In den negativen Diskussionen wurde hauptsächlich gefordert, in die BGL nur solche Personen zu wählen, die parteilos sind oder aus der SED ausgeschlossen wurden. Diese Meinung wurde auch in einer vorbereitenden Sitzung der Vertrauensleute der Gewerkschaft diskutiert. Das Protokoll darüber konnte nach der Sitzung jedoch nicht mehr aufgefunden werden, sodass ein neues frisiertes Protokoll für den FDGB-Kreisvorstand angefertigt wurde. Aber auch dieses Protokoll verschwand spurlos.
Der von der BPO vorgeschlagene BGL-Vorsitzende wurde von den Arbeitern dann auch abgelehnt, u. a. mit der Begründung, dass er unrechtmäßig eine Prämie bekommen hätte, ohne die BGL davon zu informieren. Es bestünde deshalb keine Garantie, dass er die Interessen der Arbeiter vertreten würde. Erst nach nochmaligen Aussprachen wurde der von der BPO vorgeschlagene Kandidat für den BGL-Vorsitzenden gewählt.
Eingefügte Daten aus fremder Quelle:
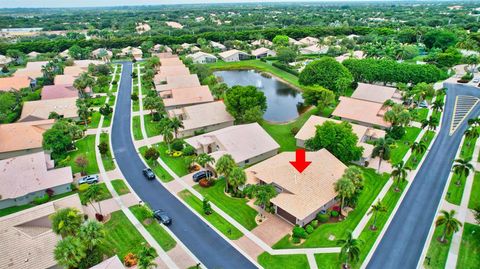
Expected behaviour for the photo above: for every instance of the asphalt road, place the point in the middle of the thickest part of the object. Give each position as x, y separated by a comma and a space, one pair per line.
403, 242
211, 249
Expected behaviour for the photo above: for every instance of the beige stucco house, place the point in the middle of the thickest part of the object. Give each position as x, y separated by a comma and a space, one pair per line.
301, 196
247, 143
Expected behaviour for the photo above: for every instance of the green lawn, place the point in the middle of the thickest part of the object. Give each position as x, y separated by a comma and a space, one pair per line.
104, 194
120, 187
469, 256
177, 164
401, 147
162, 237
161, 173
136, 128
415, 159
237, 208
257, 65
14, 209
282, 133
107, 159
85, 147
437, 252
215, 219
373, 184
151, 127
475, 194
121, 236
283, 261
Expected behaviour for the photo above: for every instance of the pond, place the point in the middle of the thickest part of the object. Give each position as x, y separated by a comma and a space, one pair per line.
284, 103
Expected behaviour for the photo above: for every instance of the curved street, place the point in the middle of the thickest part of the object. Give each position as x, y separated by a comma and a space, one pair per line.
210, 248
403, 242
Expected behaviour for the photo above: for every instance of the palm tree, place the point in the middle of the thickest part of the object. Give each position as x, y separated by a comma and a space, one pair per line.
344, 188
350, 248
92, 194
462, 168
418, 148
176, 124
146, 257
92, 233
450, 223
399, 173
382, 150
66, 221
69, 252
376, 208
236, 178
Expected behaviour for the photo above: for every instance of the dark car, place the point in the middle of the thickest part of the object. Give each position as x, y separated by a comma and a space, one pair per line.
162, 217
148, 173
202, 174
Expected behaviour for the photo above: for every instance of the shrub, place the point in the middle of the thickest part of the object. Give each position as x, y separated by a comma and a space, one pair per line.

Gleichzeitig wurden aber auch der von den negativen Kräften als BGL-Vorsitzender vorgesehene [Name 6] und eine weitere negative Person, [Name 7], in die BGL gewählt. [Name 6] gehörte am 17.6.1953 mit zu den Wortführern der negativen Personen. 1954 wurde er wegen Wirtschaftsverbrechen zu drei Jahren Zuchthaus verurteilt. Vor der Konstituierung der BGL am 14.7.1961 verließ [Name 6] während der Arbeitszeit ohne konkrete Angabe des Grundes für fünf Stunden den Betrieb, vermutlich um sich mit dem zu dieser Zeit in Urlaub befindlichen [Name 7] zu beraten.
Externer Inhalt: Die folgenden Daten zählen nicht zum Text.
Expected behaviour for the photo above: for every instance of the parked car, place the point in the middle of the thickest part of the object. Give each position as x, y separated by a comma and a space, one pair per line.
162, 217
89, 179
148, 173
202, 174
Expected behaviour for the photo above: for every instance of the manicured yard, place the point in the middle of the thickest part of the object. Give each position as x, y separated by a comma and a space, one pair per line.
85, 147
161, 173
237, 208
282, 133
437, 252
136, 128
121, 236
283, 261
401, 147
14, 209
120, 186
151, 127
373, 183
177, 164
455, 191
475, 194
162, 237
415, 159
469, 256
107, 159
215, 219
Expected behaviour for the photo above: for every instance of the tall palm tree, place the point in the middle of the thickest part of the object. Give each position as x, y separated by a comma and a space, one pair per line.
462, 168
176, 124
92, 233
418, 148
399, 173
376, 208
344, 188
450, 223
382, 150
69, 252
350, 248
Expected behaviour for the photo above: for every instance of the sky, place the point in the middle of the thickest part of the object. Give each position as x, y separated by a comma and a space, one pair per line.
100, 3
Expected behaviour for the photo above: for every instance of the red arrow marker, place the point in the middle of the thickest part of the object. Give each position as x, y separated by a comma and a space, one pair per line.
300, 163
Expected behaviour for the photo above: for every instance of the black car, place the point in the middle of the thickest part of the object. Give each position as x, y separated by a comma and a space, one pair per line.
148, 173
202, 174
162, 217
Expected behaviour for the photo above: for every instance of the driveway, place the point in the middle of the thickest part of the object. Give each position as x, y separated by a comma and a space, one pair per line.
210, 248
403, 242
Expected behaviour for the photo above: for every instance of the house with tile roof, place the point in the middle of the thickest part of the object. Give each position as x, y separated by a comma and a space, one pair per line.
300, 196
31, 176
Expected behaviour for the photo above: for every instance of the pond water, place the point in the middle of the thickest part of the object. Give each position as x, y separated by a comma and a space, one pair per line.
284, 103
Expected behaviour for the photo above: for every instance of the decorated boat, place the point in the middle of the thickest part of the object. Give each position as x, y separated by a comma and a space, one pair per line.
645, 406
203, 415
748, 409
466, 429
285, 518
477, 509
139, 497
[Name 7] wurde aus der SED ausgeschlossen. Während der Diskussionen über das Arbeitsgesetzbuch wandte er sich dagegen, dass Arbeiter bei Notwendigkeit in andere Betriebe versetzt werden können, weil man damit eine gesetzliche Handhabe hätte, um unliebsame Arbeiter abzuschieben.
[Name 6] und [Name 7] versuchten zusammen mit dem Hauptbuchhalter [Name 8] in der Vergangenheit, bewusste Genossen im Betrieb, die ihnen unangenehm waren, an die Wand zu drücken und nach Möglichkeit zum Verlassen des Betriebes zu zwingen. Z. B. wurde der ehem. Kaderleiter, Genosse [Name 9], durch Betreiben dieser Personen kompromittiert, indem ihm eine Fragebogenfälschung nachgewiesen wurde, die aber ganz offensichtlich keinen ernsten Hintergrund hatte und die Gefangenschaft seines Bruders (einmal USA, einmal SU) betraf. Obwohl er seinen Bruder nach 1945 nachweisbar nicht mehr gesehen oder gesprochen hat, wurde [Name 9] aus dem Betrieb entlassen.
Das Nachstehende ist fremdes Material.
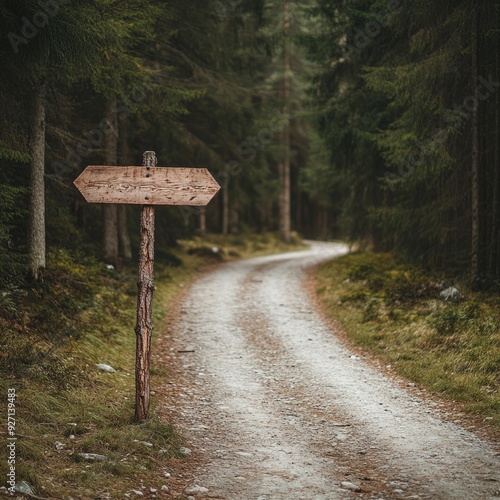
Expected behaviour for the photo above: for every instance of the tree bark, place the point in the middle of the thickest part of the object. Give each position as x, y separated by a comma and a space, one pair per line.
37, 183
203, 221
225, 210
110, 212
145, 285
125, 244
475, 182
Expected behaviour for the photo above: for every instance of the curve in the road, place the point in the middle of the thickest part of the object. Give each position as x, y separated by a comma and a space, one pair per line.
282, 410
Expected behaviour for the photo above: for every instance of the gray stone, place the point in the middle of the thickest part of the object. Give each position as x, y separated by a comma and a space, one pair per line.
23, 487
451, 294
105, 368
195, 490
350, 486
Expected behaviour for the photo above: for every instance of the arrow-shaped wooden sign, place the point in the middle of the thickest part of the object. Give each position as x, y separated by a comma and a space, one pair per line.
147, 186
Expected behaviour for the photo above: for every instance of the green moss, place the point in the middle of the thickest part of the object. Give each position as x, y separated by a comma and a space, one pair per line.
394, 311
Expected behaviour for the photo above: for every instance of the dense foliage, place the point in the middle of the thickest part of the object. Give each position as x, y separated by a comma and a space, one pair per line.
372, 121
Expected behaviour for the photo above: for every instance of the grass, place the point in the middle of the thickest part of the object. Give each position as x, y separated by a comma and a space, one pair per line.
53, 333
394, 312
Für Hauptbuchhalter [Name 8] ist charakteristisch, dass er gegenüber der Kommission keinerlei Angaben über betriebliche und personelle Dinge der Vergangenheit machte, obwohl er seit 1945 im Betrieb tätig ist und im Allgemeinen als »lebende Betriebschronik« bezeichnet wird. Sein im Flugzeugwerk Dresden beschäftigter Bruder ist bereits ebenfalls negativ in Erscheinung getreten.
Vom MfS wurden alle notwendigen operativen Maßnahmen zur Beseitigung evtl. vom Gegner ausnutzbarer Ansatzpunkte eingeleitet.
Außerdem wurden bestimmte Konzentrationen unter den Bergsteigern in operative Kontrolle und Bearbeitung genommen, weil – wie die Haltung des bereits genannten [Name 3] beweist – von ihnen feindliche Beeinflussungen ausgehen. So wurde festgestellt, dass in den Seilschaften der Bergsteiger neben bestimmten Traditionen des Arbeitersports auch ausgesprochene SPD-Traditionen vorhanden sind.
Von den Bergsteigern werden zahlreiche direkte und indirekte Verbindungen nach Westberlin und Westdeutschland unterhalten. Viele Bergsteiger wurden bereits republikflüchtig und wirken von Westdeutschland und Westberlin aus zersetzend auf die in der DDR vorhandenen Bergsteiger ein, und bezeichnenderweise hat der westdeutsche Alpenverein in Westberlin eine Sektion gegründet. Feindliche Konzentrationen unter den Bergsteigern zeigen sich auch darin, dass Gedenktafeln antifaschistischer Widerstandskämpfer von Felswänden in der sächsischen Schweiz entfernt wurden. In Gipfelbüchern wurden Hakenkreuze und ähnliche Schmierereien angebracht, während Eintragungen fortschrittlichen Inhalts zerstört wurden.